In cases of radars, an aiming procedure will be required prior to assembly. This may require the correct software to complete this task, as well as a digital angle finder. Often, the aiming procedures will be required before assembling bumper assemblies and may not be considered a calibration. 

The Key to Reducing Returns

After all the repairs are done and the vehicle is assembled, it’s time to set up for the calibrations. Calibrations validate that the repairs were done correctly. The drawback is that sometimes the calibration or relearning process is not done correctly, or there is an issue that reveals itself a few key cycles later. 

Remember, you can have a successful calibration, but if the targets, environment or automaker’s prerequisites were not correct, the vehicle will not perform correctly and will take a few cycles or test drives for the algorithm to figure out there is a problem.

Sometimes, a short time later, the customer will get a light on the dash indicating that a system is not functioning correctly — which will cause him or her to return the vehicle to the shop. This scenario can be eliminated if the shop performs a final test drive for some distance after every process is complete versus a quick run around the block. This drive will give the vehicle electronics time to react, identify any issues and set any DTCs that are reoccurring.   

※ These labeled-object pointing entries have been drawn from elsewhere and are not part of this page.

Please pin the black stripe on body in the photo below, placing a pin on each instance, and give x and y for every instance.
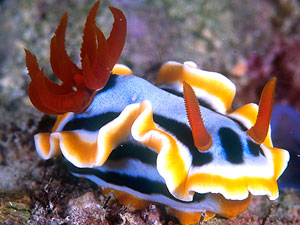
(134, 151)
(180, 130)
(184, 134)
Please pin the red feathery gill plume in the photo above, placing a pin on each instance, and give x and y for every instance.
(98, 56)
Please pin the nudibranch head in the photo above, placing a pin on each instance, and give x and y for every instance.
(98, 57)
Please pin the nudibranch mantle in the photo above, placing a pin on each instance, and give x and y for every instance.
(141, 141)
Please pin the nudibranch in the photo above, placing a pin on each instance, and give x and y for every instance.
(180, 144)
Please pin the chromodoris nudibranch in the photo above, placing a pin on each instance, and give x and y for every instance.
(179, 143)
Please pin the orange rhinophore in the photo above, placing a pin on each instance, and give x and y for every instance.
(98, 57)
(202, 138)
(260, 129)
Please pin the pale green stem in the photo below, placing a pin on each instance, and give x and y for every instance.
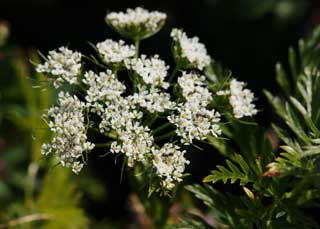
(163, 126)
(165, 136)
(137, 44)
(174, 72)
(101, 145)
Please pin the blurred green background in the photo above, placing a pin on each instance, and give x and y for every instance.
(247, 36)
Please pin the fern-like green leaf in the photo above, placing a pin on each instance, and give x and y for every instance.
(232, 173)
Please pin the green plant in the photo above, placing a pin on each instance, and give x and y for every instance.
(272, 190)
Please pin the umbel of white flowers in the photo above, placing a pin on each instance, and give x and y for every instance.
(127, 109)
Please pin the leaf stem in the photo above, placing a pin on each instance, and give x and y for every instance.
(163, 126)
(137, 44)
(26, 219)
(165, 136)
(174, 72)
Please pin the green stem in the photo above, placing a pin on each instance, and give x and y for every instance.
(165, 136)
(112, 134)
(174, 72)
(101, 145)
(136, 44)
(30, 184)
(163, 126)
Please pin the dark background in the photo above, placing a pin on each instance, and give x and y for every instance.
(247, 36)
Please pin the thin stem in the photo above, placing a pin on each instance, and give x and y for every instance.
(137, 44)
(163, 126)
(101, 145)
(26, 219)
(151, 119)
(174, 72)
(112, 134)
(32, 172)
(165, 136)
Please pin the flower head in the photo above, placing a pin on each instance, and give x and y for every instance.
(114, 52)
(136, 24)
(240, 99)
(67, 122)
(169, 162)
(189, 52)
(153, 100)
(153, 71)
(192, 119)
(103, 87)
(64, 64)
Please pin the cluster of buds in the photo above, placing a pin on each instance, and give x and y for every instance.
(142, 116)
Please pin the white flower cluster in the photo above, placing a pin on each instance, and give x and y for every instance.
(170, 164)
(134, 140)
(142, 20)
(67, 122)
(153, 71)
(240, 98)
(64, 63)
(191, 49)
(153, 100)
(115, 52)
(102, 87)
(193, 120)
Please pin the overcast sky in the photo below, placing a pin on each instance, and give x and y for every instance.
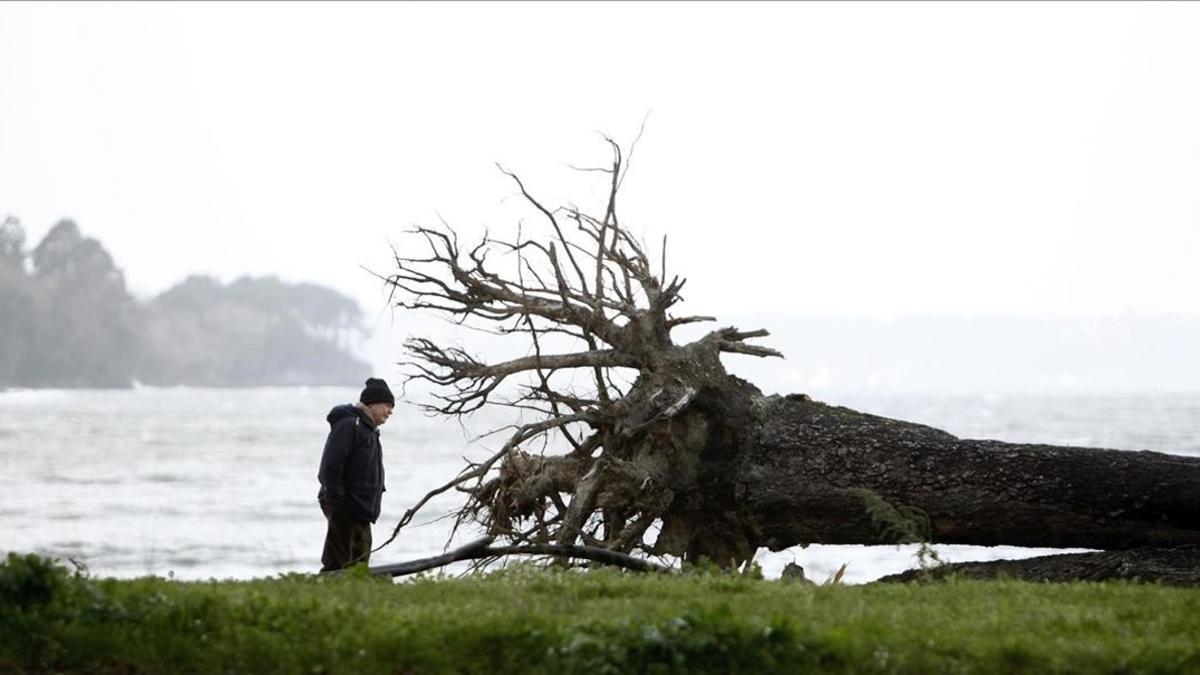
(804, 159)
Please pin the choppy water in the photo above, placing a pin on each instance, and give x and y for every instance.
(221, 483)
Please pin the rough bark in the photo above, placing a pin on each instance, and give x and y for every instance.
(690, 461)
(829, 475)
(1177, 567)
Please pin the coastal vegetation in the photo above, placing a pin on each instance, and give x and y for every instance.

The other reason a shop must perform the final post-repair scan is that although services such as coding and calibrations were done, the shop and personnel were still working with the vehicle and possibly performing procedures either needed or still needed after the calibrations. This will not be found until after the customer drives the vehicle if no final or incomplete test drive was done. Before and after the test drive, these newly caused codes need to be documented, researched and cleared, if possible. If they’re reoccurring, it’s important to determine if they were collision-related, UPD or created during repairs. This is where the pre-repair scan becomes so important to compare to the post-repair scan to diagnose the issue. Without this, the phrase, “It worked before I brought it in,” may lead to you footing the bill for repairs to appease the customer. 

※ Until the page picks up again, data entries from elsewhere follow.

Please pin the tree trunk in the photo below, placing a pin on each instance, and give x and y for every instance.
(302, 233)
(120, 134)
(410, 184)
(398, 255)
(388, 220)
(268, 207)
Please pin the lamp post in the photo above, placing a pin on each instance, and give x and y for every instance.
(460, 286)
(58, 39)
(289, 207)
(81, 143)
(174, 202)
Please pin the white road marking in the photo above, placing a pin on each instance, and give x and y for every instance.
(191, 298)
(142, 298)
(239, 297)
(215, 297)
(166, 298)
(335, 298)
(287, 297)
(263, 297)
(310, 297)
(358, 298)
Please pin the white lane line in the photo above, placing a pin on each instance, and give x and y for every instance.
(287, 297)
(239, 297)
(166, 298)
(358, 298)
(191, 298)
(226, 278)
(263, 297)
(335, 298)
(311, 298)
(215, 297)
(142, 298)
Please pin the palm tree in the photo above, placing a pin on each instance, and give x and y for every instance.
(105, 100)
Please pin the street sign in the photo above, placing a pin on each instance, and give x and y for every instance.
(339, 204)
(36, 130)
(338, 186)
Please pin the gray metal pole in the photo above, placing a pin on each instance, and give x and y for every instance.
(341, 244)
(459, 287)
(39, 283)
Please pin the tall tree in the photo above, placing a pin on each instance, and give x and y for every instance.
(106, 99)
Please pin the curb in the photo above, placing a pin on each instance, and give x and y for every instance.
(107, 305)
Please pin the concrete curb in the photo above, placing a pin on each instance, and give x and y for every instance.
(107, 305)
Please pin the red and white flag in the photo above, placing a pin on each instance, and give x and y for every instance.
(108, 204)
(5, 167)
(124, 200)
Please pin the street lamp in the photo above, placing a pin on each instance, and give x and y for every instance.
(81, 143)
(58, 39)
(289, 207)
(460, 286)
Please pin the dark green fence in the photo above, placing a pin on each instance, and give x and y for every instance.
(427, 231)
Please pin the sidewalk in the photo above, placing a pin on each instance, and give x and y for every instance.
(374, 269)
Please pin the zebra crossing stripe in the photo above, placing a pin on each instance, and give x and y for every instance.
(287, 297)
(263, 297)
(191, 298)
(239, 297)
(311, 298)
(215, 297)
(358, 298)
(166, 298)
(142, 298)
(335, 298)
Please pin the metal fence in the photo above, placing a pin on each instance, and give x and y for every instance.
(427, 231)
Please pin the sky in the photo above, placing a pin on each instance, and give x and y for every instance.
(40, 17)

I know that all this information about pre-repair scans, post-repair scans, calibrations programming and coding as well as diagnostics is difficult to keep up with. Having a scan tool and maintaining updates is a task that must be done or checked every day. Vehicle manufacturers are changing the game every day on their vehicles, adding systems and changing access to the vehicle. 

If you’re doing scans in-house, you know what the process is. For those of you who are subletting, it takes coordination to complete all the tasks required to repair the vehicle correctly. That too is a never-ending thought process to schedule. 

Make no mistake: The time and effort to do calibrations in your shop, in addition to altering space, will increase in your shop every day. Plan and research your needs. Never short-cut on the steps and the order they need to be done. I see so many wash bay diagnostics being done in the industry where issues with vehicle electronics are found right before delivery to the customer, and that will only lead to headaches.